Дхармики в какой-то степени вели в Лохате ту же деятельность, что и господствующая там купеческая община, одновременно отличаясь от обычных купцов. Это наводит на мысль, что в Лохате существовала какая-то религиозная организация, охватывавшая часть купечества. Некоторые представители дхармиков, должно быть, не имели достаточного состояния, чтобы заняться торговыми делами, и существовали за счет работы в качестве писцов и других служащих (впрочем, предположение об их бедности не обязательно). На имущественную дифференциацию в среде дхармиков как будто указывает их участие в незаконном производстве (и, очевидно, нелегальном сбыте) спиртных напитков (ст. 43, 44, 45). Состоятельный, почтенный купец не пошел бы на такое дело, тем более что существовали вполне легальные виноделие и торговля вином: так, подать за повозку с вином (или корабль) составляла пять рупак, дхармика должен был платить рупаку с четвертью (ст. 66)*; "[пошлина на продажу] сосуда [с вином] емкостью в четверть - пять вимшопак, так же и с дхармики" (ст. 69)**. Вимшопака составляла 1/20 рупаки. По-видимому, право на производство и продажу вина охранялось и принадлежало представителям специализировавшейся на этом касты или лицам, добившимся разрешения на подобную выгодную деятельность. В регламентации была, как видим, заинтересована и администрация, взимавшая пошлину на вино, вероятно представлявшая интересы раджи (в таком случае суть приведенных выше установлений состояла в ограничении податей определенной фиксированной суммой). Возможно, княжеская власть не только была заинтересована в получении дохода от винной подати, но и сама участвовала в винной торговле. Обращает на себя внимание ст. 47: "Пока [чиновник-] варика, [надзирающий] за виноделами (кальвапала), не освободится в царском хранилище от измерения вина [своей] рукой при помощи [мерного] сосуда в четверть, никакими другими делами [он не должен отвлекаться]"***.
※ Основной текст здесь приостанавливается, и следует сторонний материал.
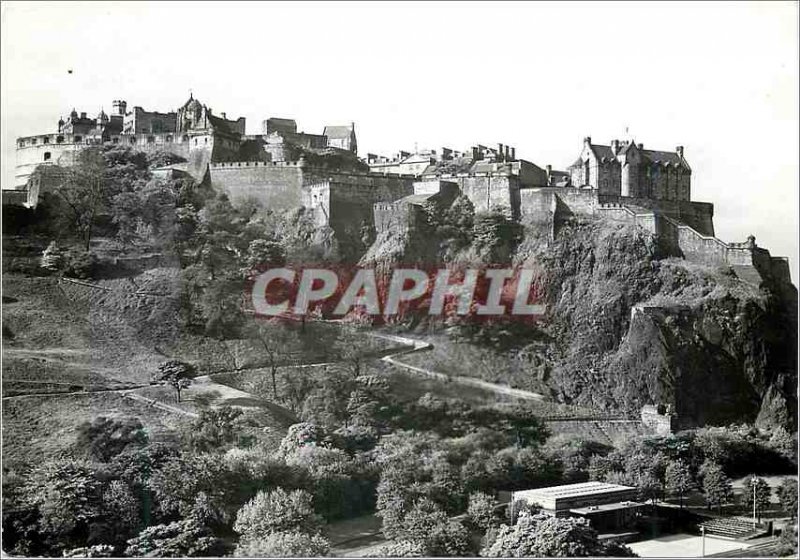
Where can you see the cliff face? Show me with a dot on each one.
(628, 326)
(633, 328)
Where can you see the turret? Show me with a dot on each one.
(120, 107)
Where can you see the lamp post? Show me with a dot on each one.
(702, 541)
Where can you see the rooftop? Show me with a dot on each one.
(573, 490)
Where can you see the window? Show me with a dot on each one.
(587, 172)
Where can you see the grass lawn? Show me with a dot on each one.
(40, 428)
(683, 546)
Приведенные примеры свидетельствуют против мысли о монополии феодала на торговлю вином, - может быть, измерялось вино, поступавшее в качестве натуральной подати; другое предположение сводится к тому, что измерялось все вино, произведенное виноделами. В пользу первого предположения говорит упоминавшаяся статья 45 о наказании нелегального изготовителя суры, указывающая, что помимо денежного штрафа "должны быть отданы в качестве платы радже две четверти вина"*. Таким образом, княжеской администрации поступал штраф в. натуре, и это вино могло быть реализовано путем продажи. Между прочим, приведенный текст указывает на то, что, по крайней мере в данном случае, денежный штраф не являлся "платой радже" и взыскивался, возможно, органами самоуправления.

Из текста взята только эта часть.